The next two museums we went to, the Museum of Sport and the World War II Museum were both closed, so we went and had lunch. I tried a bread and noodle dish for the first time and it was very good. Because it was still early in the day, we decided to hire a taxi to take us to Gelati Monastery which is about 10km from Kutaisi. After negotiating the price with 6 or 7 taxi drivers, we found someone will to take us and wait for us there to bring us back all for 20 Lari (about $12). Split between four people it was a good deal!
Driving the road to the monastery was windy and narrow. Because it was also snowy, it was slow go for much of it and there were many close calls with drivers coming in the other direction. When we arrived at the top of the mountain we saw there was a wedding party at the church. In Georgia, it is not uncommon to have people come into the church during a wedding ceremony! Unfortunately, we arrived just as they had finished so we did not get to see any of it, but the church itself was beautiful! Gelati was built in 1106 and has been reconstructed many times through out its history. In 2004, the President of Georgia Mikhiel Saakashivili was inaugurated at there. The views of the surrounding area were also amazing.

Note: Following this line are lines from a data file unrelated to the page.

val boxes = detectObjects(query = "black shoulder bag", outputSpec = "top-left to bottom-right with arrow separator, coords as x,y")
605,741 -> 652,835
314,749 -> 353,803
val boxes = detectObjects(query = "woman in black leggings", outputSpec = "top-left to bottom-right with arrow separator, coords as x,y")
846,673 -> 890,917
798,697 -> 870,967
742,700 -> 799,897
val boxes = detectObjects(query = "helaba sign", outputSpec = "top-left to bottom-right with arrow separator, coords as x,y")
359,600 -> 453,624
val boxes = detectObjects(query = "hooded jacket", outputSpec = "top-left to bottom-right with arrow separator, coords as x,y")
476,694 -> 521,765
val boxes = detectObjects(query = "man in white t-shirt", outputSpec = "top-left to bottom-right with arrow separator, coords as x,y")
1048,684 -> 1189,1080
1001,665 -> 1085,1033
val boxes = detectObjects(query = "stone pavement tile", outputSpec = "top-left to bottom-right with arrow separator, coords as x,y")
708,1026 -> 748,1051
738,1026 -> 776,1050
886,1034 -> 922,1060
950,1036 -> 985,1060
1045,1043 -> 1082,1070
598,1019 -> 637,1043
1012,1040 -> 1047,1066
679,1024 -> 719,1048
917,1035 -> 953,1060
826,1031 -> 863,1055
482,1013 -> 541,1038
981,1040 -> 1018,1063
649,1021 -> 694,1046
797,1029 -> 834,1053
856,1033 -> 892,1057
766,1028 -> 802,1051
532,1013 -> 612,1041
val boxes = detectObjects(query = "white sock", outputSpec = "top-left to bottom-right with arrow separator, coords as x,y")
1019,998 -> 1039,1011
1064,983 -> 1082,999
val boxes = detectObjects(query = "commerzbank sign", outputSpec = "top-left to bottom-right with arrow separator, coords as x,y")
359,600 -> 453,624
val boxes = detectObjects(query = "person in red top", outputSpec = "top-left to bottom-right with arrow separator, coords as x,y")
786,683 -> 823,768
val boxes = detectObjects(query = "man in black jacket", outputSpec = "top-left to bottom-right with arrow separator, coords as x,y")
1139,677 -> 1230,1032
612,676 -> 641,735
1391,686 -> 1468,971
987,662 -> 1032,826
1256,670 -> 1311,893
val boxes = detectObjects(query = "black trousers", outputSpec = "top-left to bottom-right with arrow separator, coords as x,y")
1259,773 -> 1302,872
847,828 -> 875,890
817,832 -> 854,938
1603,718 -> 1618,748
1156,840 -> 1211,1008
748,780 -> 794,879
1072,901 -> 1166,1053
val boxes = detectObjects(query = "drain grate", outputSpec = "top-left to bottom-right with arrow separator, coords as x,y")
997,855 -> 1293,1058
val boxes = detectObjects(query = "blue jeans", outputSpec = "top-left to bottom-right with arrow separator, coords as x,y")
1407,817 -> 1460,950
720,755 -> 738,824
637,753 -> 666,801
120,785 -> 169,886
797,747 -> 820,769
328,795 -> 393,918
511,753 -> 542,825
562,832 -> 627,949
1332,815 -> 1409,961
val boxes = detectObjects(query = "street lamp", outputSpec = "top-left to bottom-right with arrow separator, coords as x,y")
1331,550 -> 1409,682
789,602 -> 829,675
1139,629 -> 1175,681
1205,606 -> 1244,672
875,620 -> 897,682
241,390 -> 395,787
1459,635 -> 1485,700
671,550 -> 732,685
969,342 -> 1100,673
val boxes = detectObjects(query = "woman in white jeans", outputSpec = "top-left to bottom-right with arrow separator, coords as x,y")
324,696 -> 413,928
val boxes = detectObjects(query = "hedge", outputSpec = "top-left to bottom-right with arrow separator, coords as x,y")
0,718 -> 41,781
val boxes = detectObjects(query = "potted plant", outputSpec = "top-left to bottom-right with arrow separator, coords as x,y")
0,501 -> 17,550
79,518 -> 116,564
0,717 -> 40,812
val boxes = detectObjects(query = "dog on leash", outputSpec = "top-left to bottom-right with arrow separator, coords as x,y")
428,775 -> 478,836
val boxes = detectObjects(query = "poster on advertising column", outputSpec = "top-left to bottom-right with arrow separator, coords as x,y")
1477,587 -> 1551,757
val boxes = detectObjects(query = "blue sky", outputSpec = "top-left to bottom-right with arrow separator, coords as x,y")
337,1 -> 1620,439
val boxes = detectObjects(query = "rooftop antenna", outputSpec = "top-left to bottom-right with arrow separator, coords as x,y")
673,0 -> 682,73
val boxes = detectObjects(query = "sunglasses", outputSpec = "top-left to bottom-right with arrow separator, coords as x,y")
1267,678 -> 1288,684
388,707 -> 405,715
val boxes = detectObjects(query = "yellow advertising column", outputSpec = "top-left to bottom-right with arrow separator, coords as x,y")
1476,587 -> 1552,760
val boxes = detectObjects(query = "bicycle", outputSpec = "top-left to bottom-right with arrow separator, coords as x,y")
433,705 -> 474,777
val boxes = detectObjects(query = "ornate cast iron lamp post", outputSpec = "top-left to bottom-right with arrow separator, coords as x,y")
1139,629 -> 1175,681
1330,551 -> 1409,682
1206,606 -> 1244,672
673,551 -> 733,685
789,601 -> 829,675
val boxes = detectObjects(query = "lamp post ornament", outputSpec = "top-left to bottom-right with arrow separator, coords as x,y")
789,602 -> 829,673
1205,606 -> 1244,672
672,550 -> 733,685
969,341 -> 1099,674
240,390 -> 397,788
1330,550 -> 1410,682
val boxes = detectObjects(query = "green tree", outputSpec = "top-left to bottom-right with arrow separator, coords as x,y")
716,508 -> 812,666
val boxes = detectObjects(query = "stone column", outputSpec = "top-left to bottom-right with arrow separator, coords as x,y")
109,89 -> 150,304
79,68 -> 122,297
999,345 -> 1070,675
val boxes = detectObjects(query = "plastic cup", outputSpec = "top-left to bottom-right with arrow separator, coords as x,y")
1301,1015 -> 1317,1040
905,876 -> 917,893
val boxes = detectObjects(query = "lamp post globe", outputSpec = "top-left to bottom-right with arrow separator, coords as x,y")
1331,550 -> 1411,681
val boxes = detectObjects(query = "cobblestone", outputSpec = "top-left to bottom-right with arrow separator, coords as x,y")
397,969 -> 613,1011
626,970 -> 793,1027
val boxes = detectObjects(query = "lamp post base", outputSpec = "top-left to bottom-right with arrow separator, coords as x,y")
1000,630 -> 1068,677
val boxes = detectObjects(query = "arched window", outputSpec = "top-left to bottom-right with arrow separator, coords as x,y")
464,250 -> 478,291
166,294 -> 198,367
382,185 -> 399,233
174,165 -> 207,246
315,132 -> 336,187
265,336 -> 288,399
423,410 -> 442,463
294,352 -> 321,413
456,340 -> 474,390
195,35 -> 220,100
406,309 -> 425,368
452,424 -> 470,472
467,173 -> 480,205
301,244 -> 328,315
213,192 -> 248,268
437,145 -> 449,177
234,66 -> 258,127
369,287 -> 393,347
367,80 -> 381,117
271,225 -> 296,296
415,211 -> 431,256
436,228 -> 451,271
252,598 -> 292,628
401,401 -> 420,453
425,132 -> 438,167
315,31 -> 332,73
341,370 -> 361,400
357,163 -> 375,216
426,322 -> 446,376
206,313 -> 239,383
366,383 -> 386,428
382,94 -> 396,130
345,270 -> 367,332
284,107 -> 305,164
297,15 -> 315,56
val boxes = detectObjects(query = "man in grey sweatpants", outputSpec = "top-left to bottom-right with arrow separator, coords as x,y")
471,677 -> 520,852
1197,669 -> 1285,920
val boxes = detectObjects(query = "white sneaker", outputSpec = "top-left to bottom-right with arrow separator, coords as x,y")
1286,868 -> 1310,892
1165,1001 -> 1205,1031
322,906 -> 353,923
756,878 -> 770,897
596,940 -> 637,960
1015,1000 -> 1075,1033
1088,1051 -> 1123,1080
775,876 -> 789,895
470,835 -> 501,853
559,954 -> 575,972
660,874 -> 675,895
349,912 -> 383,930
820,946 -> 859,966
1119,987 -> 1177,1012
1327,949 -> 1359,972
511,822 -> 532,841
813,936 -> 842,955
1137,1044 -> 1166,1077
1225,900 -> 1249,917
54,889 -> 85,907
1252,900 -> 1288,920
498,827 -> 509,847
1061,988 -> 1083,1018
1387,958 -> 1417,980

We walked back up to the home stay and all took hot showers. It is amazing how much I missed being able to stand under hot water for more than a few minutes. It was especially nice since I knew the night was going to be cold again. It did not seem as cold as the first night, but in the morning we awoke to fresh snow, and it was still falling. This should have been our hint that things were going to get complicated, but at first we all just thought it was pretty!
After eating another great breakfast we took a taxi to the train station. When we got to the counter we were told the only train to Tbilisi was sold out. When we asked if there was a bus or a marshutka that we could take, we were told all the roads to Tbilisi were closed. Our only option was to wait until 5:00am the next morning when the next train was scheduled to leave. Clearly this was not a good option. We decided to try our luck and get on the train. It didn’t work. Before it left the station, they checked for tickets and told us we had to get off.
As we were exiting the train I heard someone say there was a marshutka to Tbilisi. We were saved! There sat the mini-van ready to brave the snow-covered mountain roads. We were able to sit next to each other and spent the next 5 and a half hours hoping we would not be involved in one of the many car accidents we saw along the way! There were also many check-points that slowed us down. The police were out in full force to make sure people had chains on their tires or four-wheel drive or something else that could get them through the mountains. Our driver was amazing! He just drove right through everything without hesitation.